It’s been two weeks since I left India.. and I’ve been struggling with what to write or even say about my experience there last month. It was definitely a struggle for myself and even my team, but that was not the case for other teams or people I know who have visited India. They all had nothing but great things to say about the country, the people, and the culture. I even remember hearing from other teams about how great they thought it was and thinking it was a joke, because we seemed to be experiencing the exact OPPOSITE of them in every way possible!

But I have to be honest.. Being out of India now for the past two weeks I am looking back and seeing more positives and moments where God was present that I didn’t see in the moment. Granted, there are still moments of frustration [sorry I’m human] but I’m working through them. So what started originally as an “I hate India” blog, I want to turn into more of what God taught me last month instead.

First: I PREACHED! Yes, Brianne Legan, who loves to talk, but at the same time DESPISES public speaking – Got up in front of as many as fifty people and shared not only my personal testimony but the Gospel of my Lord and Savior. I knew that was part of the World Race, but also knew there was other ways to serve. I truly expected to hide in the background holding babies, and passing that torch off to others who found that as more of a strength. Clearly I was wrong in that thinking.

I still remember the first time I got in front of a group – my nervous twist from side to side, shaking the paper so much I had to set it down on the podium. But then the last time speaking I was truly speaking God breathed words that not only got through to the people listening, but to me as well. It broke my heart to the point of tears. It is amazing to know God can even use words from my own mouth to reach me and remind me of His goodness.

Second: Apparently I am STILL a people pleaser! Shocker.. It’s something I’ve always known about myself, but something I wanted to work on this year. I am realizing that it is something that I will probably have to work on my whole life. I don’t even think it is always a bad thing.. I just truly want everyone to be happy all the time! However, it does become a problem when I am not happy, but still putting on a [fake] smile to try to make everyone else happy.

But even more than that, I let the emotions of others somewhat determine my own. I can’t lie.. our month was hard! But while others around me struggled finding more positives than negatives I began to fall into that trap as well. I kept up a good front for the first two weeks, but finally just broke! I see now that when I should have walked away and gone to the Lord with my concerns I let others feed into me their emotions. Needless to say, God and I are working on that one!

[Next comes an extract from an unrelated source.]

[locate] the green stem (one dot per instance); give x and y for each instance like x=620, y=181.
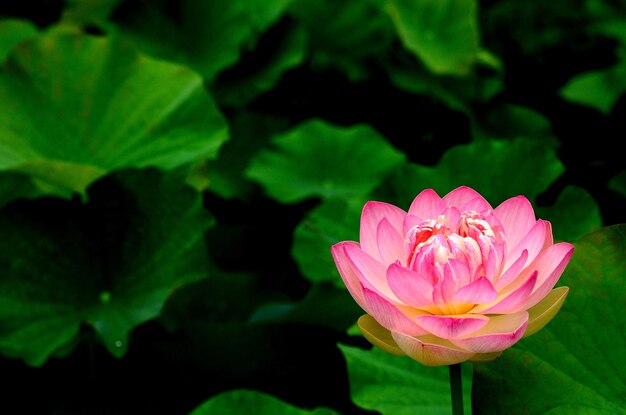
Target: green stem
x=456, y=389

Also: How easy it is to let negativity consume all good. One of my main personal goals for this year of my life was letting go of negativity! That included not letting negative thoughts consume my mind. Let’s just say I failed miserably at that last month! Which leads me to my next point..

The importance of prayer! Not just prayer, but repetitive prayer! We can pray and pray for something to change, but often times when it does we gradually forget to continue to pray for it. And that is exactly what I did last month. And that is exactly when Satan attacked. Thankfully God has opened my eyes to that, and I am making it my mission to not let that happen again here on the field.

Lastly, God has really opened my eyes to my selfish motives behind this Race. Yes, I believe all the good ones where there too – to grow spiritually closer to God, to help “the least of these”, and to be a disciple as Christ called us to be. However, the idea of traveling around the world was of course something I’ve always desired to do. I would day dream about the beautiful people I would meet, the amazing sites I would see, and being able to check off a great number of things off my bucket list – climb a mountain, work in an orphanage, and even color a map with all the countries I’ve been in.

I was ready and prepared for all the great and amazing things God had in store for me, but was I really ready for the hard times? For the times I went without sleep or had my sleep interrupted multiple times a night? For the stares, laughs, and rude comments? Living in community TWENTY-FOUR SEVEN? And more than anything the struggle and fight it would be to have time with God everyday?

After my month in India my heart was hardened towards it. But as time has gone by God has began to open my eyes to things and lessons He had for me there. I have this feeling God is preparing my heart for something – I don’t know what exactly, but it definitely involves me and India. Could it be God wants to bring me back there to let me experience India in a different light? Or to get involved in a ministry there? I have no idea.. but all I know is if God asked me two weeks ago if I would go back I would throw a fit saying, “I don’t want to go back!”, but now.. even if it’s not the most appealing thing to me.. I have to say I would be much more willing.

I guess my point behind this whole rambling session is that God will bring us places, or put us in certain situations that we aren’t thrilled with, but there is always a reason. God let me experience bonding with my team I don’t think I would have experienced if the situation was different. God showed me the love and hard work of the nine little boys at the youth hostel in the church we stayed at. And more then that God gave me the opportunity to let go of struggles I’ve dealt with a majority of my life.

And we know that for those who love God all things work together for good, for those who are called according tot his purpose. -Romans 8:28

So thank you God for my month in India. Thank you to my team, Unfading Adornment, who supported and loved me through that tough month. Thank you to everyone back home who even if they knew I was struggling or not was there to encourage me and lift me up. I have no doubt that good came from last month, and even better things are to come in the future!